Domingo XXXI del Tiempo Ordinario, Ciclo B

Amarás

Autor: Padre Pablo Largo Domínguez

 

 

               Hace unos tres meses, con ocasión del viaje a su tierra natal, el papa Benedicto XVI fue entrevistado por varios periodistas. Uno aludió a la preocupación del papa por presentar el mensaje cristiano y la vida cristiana como algo positivo. Respondió Benedicto XVI: «el cristianismo, el catolicismo, no es un cúmulo de prohibiciones, sino una opción positiva. Es muy importante que esto se aprecie nuevamente, ya que hoy esta conciencia ha desaparecido casi del todo. Se ha hablado mucho de lo que no está permitido, y ahora hay que decir: pero nosotros tenemos una idea positiva que proponer. […] Después, en segundo lugar, se puede ver por qué no queremos algunas cosas. Todo resulta más claro si antes hemos expuesto lo positivo».

            Podemos referir estas palabras del sucesor de Pedro a distintos aspectos. Uno es la visión cristiana de la realidad. No es cuestión de lanzar condenas a diestro y siniestro contra los –ismos que parecen pulular en nuestra cultura: relativismo, escepticismo, agnosticismo, nihilismo, materialismo, paganismo… y tantos ismos más. Lo primario es presentar el evangelio y el credo de la Iglesia como una forma de habitar el mundo, una mirada sobre las personas que las ve enraizadas en Dios, creadas a imagen y semejanza suya, coronadas de gloria y dignidad, invitadas y apremiadas a ponerse en camino hacia sí mismas poniéndose en camino hacia Dios (y a la inversa); lo primario es mostrar a Jesucristo como el rostro e icono de Dios, vuelto a nosotros, cercano a esta historia tejida de dolor y esperanza, de injusticia y de bondad, de tristezas y gozos, de cansancio y de nuevos impulsos. Lo primario es mostrar la Iglesia como tienda en la que el Espíritu de Dios mora y hace vivamente presentes la palabra del Señor y el amor redentor de Cristo, como espacio humano en que se nos otorga el perdón, se participa en los santos misterios, se realizan prácticas y gestos que tienen sabor a Reino de Dios.

            Lo mismo sucede con las normas morales. Tampoco aquí es cuestión ante todo de condenar el hedonismo, el individualismo, el egoísmo, la banalización de la vida, etc.; ni de prohibir esto, lo otro y lo de más allá. Además, acumular las prohibiciones y las normas. Los árboles, a los que se añaden además los arbustos y las pequeñas matas, no dejan ver el bosque; la abundancia de ramas no deja ver el tronco. Cuando la vida religiosa, o cualquier forma de vida, se vuelve demasiado complicada, cuando se crea toda una verdadera maraña de actos, surge una necesidad de simplificar y de jerarquizar. La pregunta del escriba responde a esa necesidad que siente una persona que se ve abrumada y como aplastada por todo un código de normas y que quiere conocer y vivir lo esencial.

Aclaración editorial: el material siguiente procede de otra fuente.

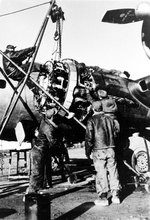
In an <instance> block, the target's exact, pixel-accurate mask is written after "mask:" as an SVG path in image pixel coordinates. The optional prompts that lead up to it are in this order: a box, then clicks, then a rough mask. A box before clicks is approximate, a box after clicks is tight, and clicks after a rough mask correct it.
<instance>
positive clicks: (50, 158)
mask: <svg viewBox="0 0 150 220" xmlns="http://www.w3.org/2000/svg"><path fill="white" fill-rule="evenodd" d="M56 129H57V126H56V127H55V124H54V123H50V121H49V119H48V118H47V117H46V116H45V117H44V118H43V119H42V121H41V124H40V128H39V133H38V136H37V137H36V138H35V140H34V143H33V147H32V150H31V159H32V172H31V176H30V182H29V192H28V193H32V192H37V191H38V190H40V189H42V188H43V184H44V171H45V168H46V176H47V181H48V184H49V185H51V170H50V169H51V152H50V150H51V148H52V147H53V145H55V143H56V139H55V132H56Z"/></svg>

            Además, los dos grandes mandamientos son el criterio que nos permite desenmascarar las “trampas honorables” bajo las que se puede escudar nuestro pecado. Recordemos, por lo que tiene de afín, este caso puesto por Jesús: hay gentes que declaran sus bienes consagrados al templo, con lo que se eximen de atender a sus padres necesitados.

            Amar a Dios: con todo el ser: sin encender una vela a Dios y otra al diablo, sin querer servirle a él y al dinero, sin rebajar drásticamente mi mística y mi ascesis, sin poner sordina a sus llamadas); sin condiciones (“si me va bien en la vida, te estaré reconocido; si me va mal, te volveré la espalda, me olvidaré de ti, no prestaré diaria atención a tu Palabra, me dejaré vencer por el desencanto teologal y me replegaré en la rumia de mis contratiempos y reveses”).

            Amar al prójimo: afirmarlo, llegarse hasta el otro, alcanzarlo en su situación concreta; de lo contrario, no hay acto verdadera­mente afirmativo del otro, el amor no se queda en un vago sentimiento general que luego se desvanece en las situaciones concretas. Como decía cierto personaje filántropo: “Yo amo a la humanidad; a quien no puedo soportar es a la gente”.

            Amarnos a nosotros mismos: aceptarnos a nosotros a fondo. Es difícil que amemos a los demás cuando no estamos reconciliados con nosotros mismos, cuando en el fondo nos detestamos. En ese caso, lo normal es que también seamos agresivos con los demás, hipercríticos, ácidos en nuestro trato con ellos. Si crecemos en autoaceptación, nos sentiremos más libres para amar a los demás.